One might make a legitimate objection here: “But Father, it’s difficult…. It’s hard to make this effort every day”. This is true, “it is not easy”, the Pope said, “because of our weakness, original sin, the devil always pulls us back”. Precisely in this regard, “the author of the Book of Hebrews warns against the temptation of moving backwards”, and he writes: “We are those who do not surrender”. Therefore, the Pope urged everyone “not to fall back, and not to yield”, recalling the striking image the Apostle Peter used to describe those “who tire of moving forward and in the end say: ‘I will stay here’”. They are, in fact, comparable to a “dog who returns to his vomit”. The day’s scripture passage, however, “exhorts and urges us to always move forward, a bit further every day”. Even when we are forced to face “a great difficulty”.
To provide even better understanding, Pope Francis spoke of a meeting that he had “several months ago” with a woman, “the young mother of a family — a good family — who had cancer, a horrible cancer”. Nevertheless, the Pope said, “she moved about with happiness, as if she were healthy. And speaking of this attitude, she told me: ‘Father, I am giving my all to beat this cancer’”. This is precisely the attitude that the Christian must have. “We have received this gift in Jesus”, the Pontiff explained, “and we have passed from sin, from life, from iniquity to the life of the gift of Christ, in the Holy Spirit, we must do the same”.

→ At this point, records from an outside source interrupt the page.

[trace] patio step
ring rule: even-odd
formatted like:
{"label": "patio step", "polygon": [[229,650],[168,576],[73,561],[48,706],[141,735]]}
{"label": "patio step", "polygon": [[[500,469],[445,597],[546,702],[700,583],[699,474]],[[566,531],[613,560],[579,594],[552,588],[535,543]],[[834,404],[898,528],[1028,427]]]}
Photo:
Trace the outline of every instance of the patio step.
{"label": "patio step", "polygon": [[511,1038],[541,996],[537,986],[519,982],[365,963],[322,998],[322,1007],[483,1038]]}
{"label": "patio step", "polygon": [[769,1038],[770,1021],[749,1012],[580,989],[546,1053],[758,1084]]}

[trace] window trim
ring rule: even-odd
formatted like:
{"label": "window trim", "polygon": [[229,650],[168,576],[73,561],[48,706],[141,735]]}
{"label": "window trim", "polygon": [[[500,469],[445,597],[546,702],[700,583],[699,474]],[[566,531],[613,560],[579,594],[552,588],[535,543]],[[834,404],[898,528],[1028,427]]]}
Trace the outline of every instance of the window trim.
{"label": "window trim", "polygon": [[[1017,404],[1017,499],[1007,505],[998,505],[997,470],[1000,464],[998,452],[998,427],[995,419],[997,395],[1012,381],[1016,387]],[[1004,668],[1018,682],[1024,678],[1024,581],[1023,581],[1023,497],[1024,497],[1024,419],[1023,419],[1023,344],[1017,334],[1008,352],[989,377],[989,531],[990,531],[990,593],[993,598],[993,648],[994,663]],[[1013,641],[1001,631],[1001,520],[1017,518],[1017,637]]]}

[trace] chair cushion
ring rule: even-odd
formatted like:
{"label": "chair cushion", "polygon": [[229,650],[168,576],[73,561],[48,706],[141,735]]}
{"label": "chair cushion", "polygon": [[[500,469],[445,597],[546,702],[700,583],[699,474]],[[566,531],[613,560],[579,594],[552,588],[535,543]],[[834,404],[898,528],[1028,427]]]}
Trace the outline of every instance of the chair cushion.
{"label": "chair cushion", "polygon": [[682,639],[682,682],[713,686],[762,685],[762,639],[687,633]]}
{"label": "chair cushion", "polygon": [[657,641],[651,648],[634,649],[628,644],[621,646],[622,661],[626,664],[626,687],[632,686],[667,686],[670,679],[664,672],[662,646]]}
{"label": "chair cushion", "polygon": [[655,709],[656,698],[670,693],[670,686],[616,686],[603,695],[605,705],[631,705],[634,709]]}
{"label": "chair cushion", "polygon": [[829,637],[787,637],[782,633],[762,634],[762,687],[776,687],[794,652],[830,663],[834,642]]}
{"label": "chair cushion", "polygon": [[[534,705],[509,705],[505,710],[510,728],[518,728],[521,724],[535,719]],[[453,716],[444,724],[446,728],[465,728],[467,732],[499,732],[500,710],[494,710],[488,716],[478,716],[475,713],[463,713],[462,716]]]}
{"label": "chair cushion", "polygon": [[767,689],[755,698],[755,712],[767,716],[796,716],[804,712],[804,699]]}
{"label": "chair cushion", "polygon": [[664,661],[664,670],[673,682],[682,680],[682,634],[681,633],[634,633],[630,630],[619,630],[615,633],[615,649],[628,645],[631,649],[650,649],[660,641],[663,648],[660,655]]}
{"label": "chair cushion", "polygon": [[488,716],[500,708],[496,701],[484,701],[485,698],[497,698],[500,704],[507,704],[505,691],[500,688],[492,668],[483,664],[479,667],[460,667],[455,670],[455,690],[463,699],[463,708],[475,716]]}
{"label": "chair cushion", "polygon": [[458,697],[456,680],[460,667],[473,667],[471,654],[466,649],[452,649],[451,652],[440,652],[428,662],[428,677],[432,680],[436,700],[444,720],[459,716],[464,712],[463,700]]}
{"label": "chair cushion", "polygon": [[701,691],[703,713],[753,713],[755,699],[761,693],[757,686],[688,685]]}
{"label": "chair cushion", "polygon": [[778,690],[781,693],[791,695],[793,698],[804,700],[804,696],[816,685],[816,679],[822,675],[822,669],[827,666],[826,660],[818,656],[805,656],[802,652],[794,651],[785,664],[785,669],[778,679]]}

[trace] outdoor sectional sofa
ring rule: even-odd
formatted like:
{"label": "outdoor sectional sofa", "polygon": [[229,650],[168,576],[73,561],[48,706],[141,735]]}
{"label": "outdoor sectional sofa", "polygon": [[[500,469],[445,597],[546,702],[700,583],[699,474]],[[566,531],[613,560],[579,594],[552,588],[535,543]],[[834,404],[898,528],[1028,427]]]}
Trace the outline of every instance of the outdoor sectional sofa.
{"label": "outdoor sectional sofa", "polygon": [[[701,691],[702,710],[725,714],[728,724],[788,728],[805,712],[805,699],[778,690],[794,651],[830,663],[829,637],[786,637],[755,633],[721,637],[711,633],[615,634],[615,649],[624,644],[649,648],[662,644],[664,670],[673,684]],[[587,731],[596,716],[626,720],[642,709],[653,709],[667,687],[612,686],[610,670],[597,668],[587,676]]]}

How? “One step each day. Every day a step”. And “there are many” opportunities. Pope Francis offered a few very simple examples: “Do I want to gossip about someone? Keep quiet”, or: “I am a bit tired and I do not want to pray? Go to pray a little”. We do not need to think of grand gestures, but of “little everyday things”. Because the “little things” are what “help us to not give up, to not fall back, to not return to iniquity; but to move forward towards this gift, Jesus’ promise that will be the encounter with him”.
As customary, the Pope concluded his homily with an invitation to prayer and personal commitment: “Let us ask the Lord for this grace: to be good in this exercise of life on the path to that encounter, because we have received the gift of justification, the gift of grace, the gift of the Spirit in Christ”.